Diagonal receipt pattern plot

Figure 7 shows a variation on the receipt pattern plot, which shows the events dates of the data (as opposed to the lag values of the data). This creates a less compact display but allows the display of a greater period of event dates. Several important features are revealed in Figure 7; dates on which no uploads were received, dates for which no events were received and dates for which large data backfills occurred.

Fig7 Easton OJofPubHlthInfo2015 7-3.jpg

Figure 7. Diagonal receipt pattern plot. The horizontal axis shows the date of data receipt and the vertical axis shows the event date.

Arrayed lagged time series plots

In Figure 8, arrayed lagged time series plots for three different lags show constant lag value time series for various sites with lags of 1, 3, 5 days and the complete data (lag 20) time series. The running median is shown in blue, and the MAD (Median Absolute Deviation) envelope lines are shown in green. The original time series is plotted in gray. Site (a) shows a well-behaved site that stabilizes quickly (little change between initial lags and the complete data). Site (b) shows a more typical site with the variation around the running median lines decreasing as more data become available with increasing lag. Site (c) shows an abnormality that is visible only after the data have apparently stabilized; by five days lag, little change occurs between lags up until the last day data are received from the site, at which point a large decrease in the counts occurred. While this change is clearly visible here, this change is not directly observable from any current value time series plot.

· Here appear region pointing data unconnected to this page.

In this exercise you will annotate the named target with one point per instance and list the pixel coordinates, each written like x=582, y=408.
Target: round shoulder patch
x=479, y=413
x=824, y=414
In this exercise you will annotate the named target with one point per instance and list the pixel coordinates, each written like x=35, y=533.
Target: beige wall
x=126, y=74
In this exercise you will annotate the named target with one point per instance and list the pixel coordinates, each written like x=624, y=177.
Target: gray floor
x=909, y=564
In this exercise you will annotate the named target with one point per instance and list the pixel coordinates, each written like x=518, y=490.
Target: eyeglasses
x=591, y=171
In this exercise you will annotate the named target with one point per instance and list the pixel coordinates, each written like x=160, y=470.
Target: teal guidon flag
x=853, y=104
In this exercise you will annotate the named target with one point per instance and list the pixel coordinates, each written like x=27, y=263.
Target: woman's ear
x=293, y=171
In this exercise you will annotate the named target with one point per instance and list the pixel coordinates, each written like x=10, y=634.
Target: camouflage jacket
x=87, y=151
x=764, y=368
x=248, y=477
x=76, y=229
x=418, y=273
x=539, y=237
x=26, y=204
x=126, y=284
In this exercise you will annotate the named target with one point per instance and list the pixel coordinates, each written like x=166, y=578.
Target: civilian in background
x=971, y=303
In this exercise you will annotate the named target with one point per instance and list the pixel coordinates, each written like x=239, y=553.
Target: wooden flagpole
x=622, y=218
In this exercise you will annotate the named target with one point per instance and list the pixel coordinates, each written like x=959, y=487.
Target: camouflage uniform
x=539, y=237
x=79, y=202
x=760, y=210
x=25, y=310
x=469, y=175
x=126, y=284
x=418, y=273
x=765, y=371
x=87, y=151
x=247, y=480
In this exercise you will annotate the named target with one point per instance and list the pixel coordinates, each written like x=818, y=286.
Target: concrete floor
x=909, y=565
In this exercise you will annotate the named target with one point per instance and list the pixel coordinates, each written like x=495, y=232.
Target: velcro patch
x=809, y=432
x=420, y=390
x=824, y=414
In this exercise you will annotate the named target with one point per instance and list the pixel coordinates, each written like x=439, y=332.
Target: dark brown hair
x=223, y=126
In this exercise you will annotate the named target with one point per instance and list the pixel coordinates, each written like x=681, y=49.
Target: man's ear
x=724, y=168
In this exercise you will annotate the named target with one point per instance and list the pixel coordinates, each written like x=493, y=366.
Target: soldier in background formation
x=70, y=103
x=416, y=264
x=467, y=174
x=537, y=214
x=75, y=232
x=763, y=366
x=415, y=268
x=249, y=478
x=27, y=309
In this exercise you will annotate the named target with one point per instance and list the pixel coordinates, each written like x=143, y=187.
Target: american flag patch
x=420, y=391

Fig8 Easton OJofPubHlthInfo2015 7-3.jpg

Figure 8. Arrayed lagged time series plots for three sites and three different accrual lags. Each horizontal axis is event date; each vertical axis is the number of counts with the scale intentionally suppressed.

Bar code sparkline plots

Figure 9 shows bar code sparkline plots for six sites. These plots show a vertical line for each date data are received, and provide a compact way to look at both recent and general patterns of receipt frequency. Sites 1, 3 and 4 have very similar receipt patterns. For these three sites, data were frequently but not always received, and there is a gap in the latter half of the dates. The similarity of these sites was due to a common mechanism for the data were generated. Site 5 had regular but less frequent data receipts than sites 1, 3, 4 and 6. Site 2 shows a very sparse pattern of receipts, suggesting a manual process was used, while site 6 has data recorded nearly every day.

Fig9 Easton OJofPubHlthInfo2015 7-3.jpg

Figure 9. Bar code sparklines for six sites showing 100 receipt dates.


This presentation is faithful to the original, with only a few minor changes to presentation. In some cases important information was missing from the references, and that information was added. The last reference had no reference text, thus "explored in [23]" was changed to "explored by Painter et al.[23]". Finally, the original had the last portion of supplementary material erroneously labeled as "Figure 8," and this representation updates it correctly to "Figure 9."